Ammonia Synthesis by Nitrate Reduction Catalyzed by Copper Porphyrin Metal–Organic Framework in Tandem with Cuprous Oxide

Electrocatalytic nitrate reduction (NO3RR) methods are promising in addressing nitrate (NO3–) pollution and green ammonia (NH3) synthesis. However, the NO3RR process is complex, and overcoming the high energy barrier of the reaction is crucial for improving NH3 selectivity. In this study, Cu2O was combined with two-dimensional copper(II) tetrakis (4-carboxyphenyl) porphyrin (Cu-TCPP) nanosheets. The Cu-TCPP/Cu2O/CF tandem catalytic electrode was reported, demonstrating enhanced catalytic performance through synergistic interactions across multiple active sites.
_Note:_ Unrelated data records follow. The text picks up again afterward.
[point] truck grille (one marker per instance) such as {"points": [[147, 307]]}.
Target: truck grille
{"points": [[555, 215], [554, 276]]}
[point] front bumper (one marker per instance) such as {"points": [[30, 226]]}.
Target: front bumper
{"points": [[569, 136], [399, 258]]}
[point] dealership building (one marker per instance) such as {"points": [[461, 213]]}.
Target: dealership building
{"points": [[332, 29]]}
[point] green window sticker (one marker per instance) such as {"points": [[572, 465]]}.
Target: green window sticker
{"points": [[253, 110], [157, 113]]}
After 4 h of electrocatalytic nitrate reduction tests, the Cu-TCPP/Cu2O/CF catalysts achieved NH3 yields up to 0.0937 mmol h–1 cm–2 and NH3 faraday efficiency (FENH3) up to 90.22% at a potential of −1 V vs RHE. In addition, the source of nitrate reduction activity was analyzed under different initial conditions, in situ Raman characterization and the NO3RR pathway on the catalyst surface was investigated. Interestingly, the Zn-nitrate (Zn-NO3–) battery constructed with Cu-TCPP/Cu2O/CF as the cathode showed a FENH3 of 98.89% and an NH3 yield of 199.25 μmol h–1 cm–2. The constructed Zn-NO3– battery could be discharged continuously for more than 24 h while synthesizing NH3 efficiently. Cu-TCPP/Cu2O/CF has good potential for practical applications and provides a reference for subsequent work on metal–organic framework tandem catalysts.